Example of bindless in GLSL:

layout(...) uniform texture2D myBindlessHandles[]; // Runtime sized array
layout(...) uniform sampler mySampler;

...
vec4 color = texture(texture2D(myBindlessHandles[nonuniformEXT(nonUniformIndex)], mySampler), uvs);
...

So, putting all these together. AMD for example allows non-dynamically uniform access on sampled images (shaderSampledImageArrayNonUniformIndexing=true) but these accesses are not native (shaderSampledImageArrayNonUniformIndexingNative=false). By default AMD’s compiler will treat all descriptor accesses as dynamically uniform and use SGPR to store the descriptors. If the access is non-dynamically uniform then things might break. Then NonUniform comes into play. Since AMD’s HW doesn’t natively support non-dynamically uniform the NonUniform will instruct the compiler to add extra instructions to ensure subgroup invariance.
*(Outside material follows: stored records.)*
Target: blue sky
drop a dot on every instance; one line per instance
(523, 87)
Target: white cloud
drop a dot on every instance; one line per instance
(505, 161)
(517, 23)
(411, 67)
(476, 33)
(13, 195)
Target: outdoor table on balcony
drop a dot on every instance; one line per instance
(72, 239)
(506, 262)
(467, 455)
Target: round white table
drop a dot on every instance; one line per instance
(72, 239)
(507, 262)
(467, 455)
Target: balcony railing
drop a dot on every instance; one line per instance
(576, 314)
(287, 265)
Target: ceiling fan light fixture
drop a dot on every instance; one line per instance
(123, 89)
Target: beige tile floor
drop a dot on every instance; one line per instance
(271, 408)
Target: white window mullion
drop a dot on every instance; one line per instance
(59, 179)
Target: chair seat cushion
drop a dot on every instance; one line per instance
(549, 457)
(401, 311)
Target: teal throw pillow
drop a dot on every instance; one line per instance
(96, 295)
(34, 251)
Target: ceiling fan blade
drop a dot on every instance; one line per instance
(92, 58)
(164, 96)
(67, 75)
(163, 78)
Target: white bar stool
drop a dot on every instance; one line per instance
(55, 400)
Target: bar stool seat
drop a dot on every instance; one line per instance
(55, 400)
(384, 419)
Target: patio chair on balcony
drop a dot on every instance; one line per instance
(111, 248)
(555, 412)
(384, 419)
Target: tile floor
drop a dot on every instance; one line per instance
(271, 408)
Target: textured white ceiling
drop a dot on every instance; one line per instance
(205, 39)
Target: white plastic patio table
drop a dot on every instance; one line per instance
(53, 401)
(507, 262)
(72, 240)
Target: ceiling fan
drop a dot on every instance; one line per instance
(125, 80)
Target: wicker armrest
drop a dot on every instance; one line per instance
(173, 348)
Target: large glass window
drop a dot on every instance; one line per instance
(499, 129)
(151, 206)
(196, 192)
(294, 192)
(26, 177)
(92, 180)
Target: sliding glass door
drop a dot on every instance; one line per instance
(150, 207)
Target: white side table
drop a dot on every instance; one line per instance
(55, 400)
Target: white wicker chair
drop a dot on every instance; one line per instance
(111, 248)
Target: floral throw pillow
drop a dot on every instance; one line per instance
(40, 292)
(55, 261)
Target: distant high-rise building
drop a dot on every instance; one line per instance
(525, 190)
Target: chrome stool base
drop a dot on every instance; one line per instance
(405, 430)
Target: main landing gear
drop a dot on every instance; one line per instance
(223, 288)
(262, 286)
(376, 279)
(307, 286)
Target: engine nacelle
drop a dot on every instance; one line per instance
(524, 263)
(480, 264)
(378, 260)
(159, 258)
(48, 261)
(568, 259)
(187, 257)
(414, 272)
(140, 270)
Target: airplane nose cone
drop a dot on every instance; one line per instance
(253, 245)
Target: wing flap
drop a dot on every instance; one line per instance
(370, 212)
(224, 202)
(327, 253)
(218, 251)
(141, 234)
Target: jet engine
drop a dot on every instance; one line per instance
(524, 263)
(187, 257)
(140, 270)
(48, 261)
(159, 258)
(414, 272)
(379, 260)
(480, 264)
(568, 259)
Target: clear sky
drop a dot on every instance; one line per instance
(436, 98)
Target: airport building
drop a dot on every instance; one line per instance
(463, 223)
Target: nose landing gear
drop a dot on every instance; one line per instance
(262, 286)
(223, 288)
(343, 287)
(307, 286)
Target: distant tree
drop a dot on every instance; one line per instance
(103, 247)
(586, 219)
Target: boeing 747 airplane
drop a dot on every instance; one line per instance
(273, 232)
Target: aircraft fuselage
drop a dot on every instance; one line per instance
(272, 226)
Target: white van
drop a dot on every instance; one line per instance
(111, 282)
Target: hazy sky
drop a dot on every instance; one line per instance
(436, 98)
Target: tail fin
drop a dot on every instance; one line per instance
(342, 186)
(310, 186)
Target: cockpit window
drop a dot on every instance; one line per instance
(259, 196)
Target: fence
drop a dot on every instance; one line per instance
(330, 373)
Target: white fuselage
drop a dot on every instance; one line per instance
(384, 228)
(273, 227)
Similar story for Arm’s Mali, different reason though. On Mali some instructions require some arguments to be subgroup invariant and this is where non-dynamically uniform patterns become a problem.

One additional thing worth mentioning is that using buffer addresses to load data from buffers (exposed by VK_KHR_device_buffer_address and part of Vulkan 1.2) doesn’t require any NonUniform decoration. NonUniform is irrelevant if your shader code doesn’t index arrays of descriptors. Addresses don’t point to descriptors, they point to some raw memory.

The final bit to the puzzle is to understand which builtins are dynamically uniform and which are not. The answer is hidden inside the spec and only gl_DrawID is explicitly mentioned as dynamically uniform and everything else is not. If for example you are using gl_InstanceIndex/SV_InstanceID (directly or indirectly) to index resources then you technically need to use the NonUnifom decoration.

Big thanks to Christian Forfang for providing some early feedback!